PD chief: Domestic violence 'dominant'
By Marley Shebala
WINDOW ROCK, May 5, 2011
Domestic violence on the Navajo Reservation is "very dominant," acting Navajo Nation Police Chief Harry Sombrero told U.S. attorneys from Arizona, New Mexico and Utah on April 26.
Sombrero emphasized that in the domestic violence cases he's handled, the perpetrators went on to kill their victims about three years after first threatening them with death. The perpetrators in these cases were male - boyfriends, husbands or ex-husbands, he said.
He and the U.S. attorneys met at the Navajo Nation Museum to discuss how they can improve their efforts to make life safer for tribal members.
Last year tribal police responded to 4,851 domestic violence calls, according to the Division of Public Safety statistics. The number was even higher in the previous three years, peaking at over 6,700 in 2007.
Sombrero noted that domestic violence is related to other crimes, such as drunkenness.
He presented a chart that summarized four years of calls to the reservation's seven police districts, from 2006 to 2010. The department gets over 30,000 calls a year reporting drunkenness, many times more than for any other reason.

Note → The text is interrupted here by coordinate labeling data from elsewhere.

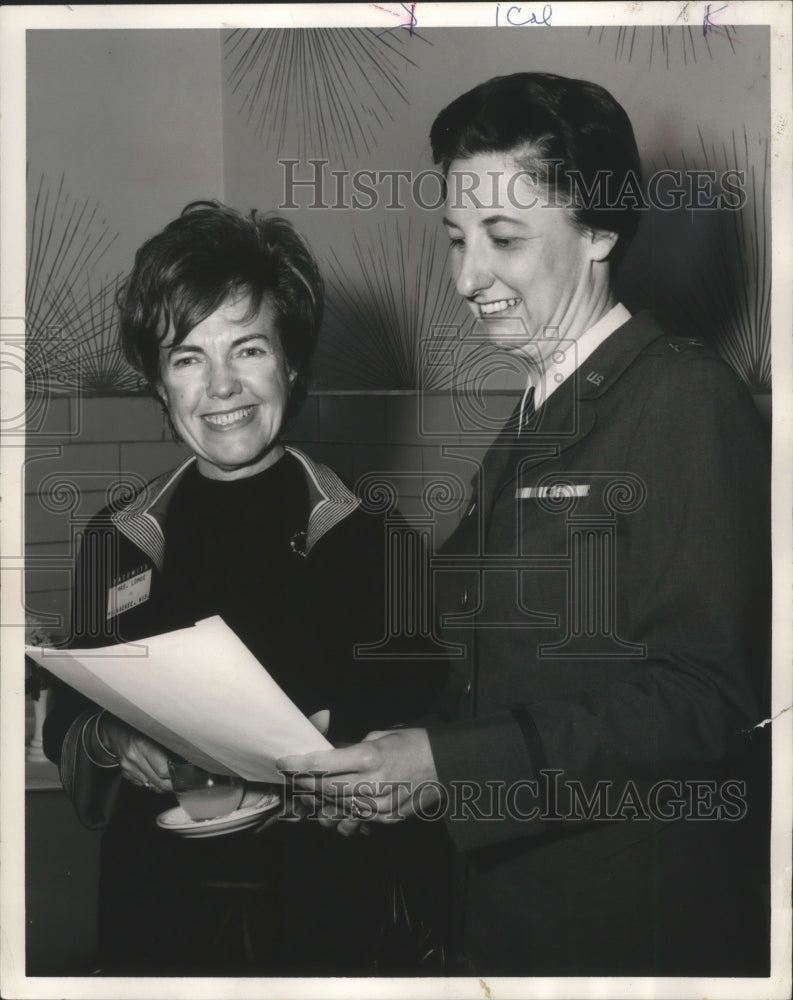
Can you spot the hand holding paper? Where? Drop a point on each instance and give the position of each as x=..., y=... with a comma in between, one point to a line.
x=199, y=692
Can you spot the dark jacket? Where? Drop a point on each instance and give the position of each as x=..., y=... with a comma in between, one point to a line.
x=163, y=908
x=610, y=589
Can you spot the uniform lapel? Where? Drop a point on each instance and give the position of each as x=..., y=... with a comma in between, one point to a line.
x=570, y=414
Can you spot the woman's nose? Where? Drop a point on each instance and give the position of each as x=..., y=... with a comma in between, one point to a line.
x=223, y=382
x=474, y=275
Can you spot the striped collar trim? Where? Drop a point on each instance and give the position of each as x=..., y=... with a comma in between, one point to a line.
x=142, y=520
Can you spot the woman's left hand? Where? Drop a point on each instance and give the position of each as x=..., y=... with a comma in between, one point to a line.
x=383, y=779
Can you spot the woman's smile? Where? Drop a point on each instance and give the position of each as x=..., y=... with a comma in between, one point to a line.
x=229, y=419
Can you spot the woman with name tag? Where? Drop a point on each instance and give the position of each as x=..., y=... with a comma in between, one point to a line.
x=597, y=764
x=221, y=315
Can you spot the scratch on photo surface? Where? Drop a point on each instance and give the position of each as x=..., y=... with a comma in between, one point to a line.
x=765, y=722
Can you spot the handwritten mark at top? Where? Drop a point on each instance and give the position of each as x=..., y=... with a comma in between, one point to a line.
x=707, y=20
x=408, y=9
x=520, y=17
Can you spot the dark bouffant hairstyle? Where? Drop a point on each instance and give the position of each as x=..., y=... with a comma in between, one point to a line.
x=555, y=127
x=204, y=257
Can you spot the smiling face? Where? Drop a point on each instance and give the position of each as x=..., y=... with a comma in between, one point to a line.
x=520, y=262
x=226, y=386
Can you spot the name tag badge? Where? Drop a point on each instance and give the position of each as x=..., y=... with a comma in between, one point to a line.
x=557, y=492
x=128, y=593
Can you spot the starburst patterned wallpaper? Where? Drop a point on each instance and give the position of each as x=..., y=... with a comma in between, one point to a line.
x=363, y=100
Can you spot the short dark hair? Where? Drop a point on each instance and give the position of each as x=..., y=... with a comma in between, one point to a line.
x=207, y=255
x=551, y=118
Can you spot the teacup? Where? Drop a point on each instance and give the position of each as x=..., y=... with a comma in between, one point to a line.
x=203, y=795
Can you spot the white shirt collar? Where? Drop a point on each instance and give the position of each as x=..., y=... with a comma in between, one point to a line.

About 5 percent of domestic violence and child abuse cases meet the guidelines for federal prosecution, said Tuba City Police District Criminal Investigator Greg Secatero, who has been working with the FBI to gather data on the Navajo Reservation's domestic violence and child abuse cases.
Secatero said he and MacDonald Rominger, supervisor of the FBI's Gallup office, expect to submit their findings to the U.S. Justice Department in about a month.
Rominger said the federal government recently established a law aimed at repeat offenders. Similar to other "three strikes" laws, the statute enables federal prosecution of individuals who have two prior convictions for domestic violence in tribal courts.
A third-time offender can now be charged as a habitual offender, a felony, and face up to five years in prison, he explained, adding that two people, both from Arizona, have been charged and convicted under the statute.
He said the goal of federal and tribal authorities is to work with tribal criminal investigators and prosecutors across the Navajo Reservation "to ferret out" individuals repeatedly arrested for battery related to domestic violence and charge them in federal court.
U.S. District Courts in Utah have already ruled that prior tribal convictions count towards the prosecution of tribal members as federal habitual domestic violence offenders, Rominger said.
Secatero noted that the Navajo Nation has no domestic violence criminal code, which makes it harder to prosecute someone as a habitual domestic violence offender. It has also hampered efforts to gather data on domestic violence here, he said.
Navajo Nation Chief Prosecutor Bernadine Martin, who presented a report on extradition at the meeting, recounted the history of efforts to make domestic violence a crime under tribal law.
Martin recalled that she, other prosecutors, representatives from the tribal social services division, and "whoever else was interested" met and drafted legislation to include domestic violence in the code.
It's "very comprehensive" and even addresses spousal rape - when one married partner forces the other into sex, she said.
Martin said the proposed domestic violence criminal code was on the agenda for consideration by the last Navajo Nation Council at its final meeting, but then the Council lost its quorum, ending the opportunity to act on it.
The bill is headed to the new Council now, she said, and she hopes they pass it.
Criminalizing domestic violence on the reservation would make it easier to track the offenders and prosecute them under the federal repeat offender law, which would protect the victims, who are primarily women, Martin said.
Rominger said that until the Council approves the change, tribal police should charge domestic violence offenders with aggravated assault.
Secatero noted, however, that their data review found that many aggravated assault cases are dismissed.
Sombrero reported that tribal police responded to 452 calls about aggravated assault in 2010 but that for unknown reasons, only 28 were referred to criminal investigations for eventual prosecution.
Of 334 forcible rape calls, only 43 went to the criminal investigators, he said.
Sombrero said he plans to look into those cases to determine why the referral rate is so low.
Rominger added that in their review of domestic violence cases on and off the reservation, he noticed that states often fail to ask for the extradition of tribal members facing state domestic violence charges.
The states can't prosecute these offenders if they don't extradite them from tribal land, which retards the overall effort to put repeat offenders where they can't do more harm, he said.
Rominger urged state and county prosecutors to be "vigilant" in prosecuting misdemeanor domestic violence cases, as do tribal prosecutors.
Secatero added that the domestic violence data collected so far also showed that Navajo Nation police lack a protocol - a set of guidelines - for handling domestic violence cases. Having a protocol would "streamline" the identification and prosecution of these cases, and ensure victims get the follow-up help they need, he said.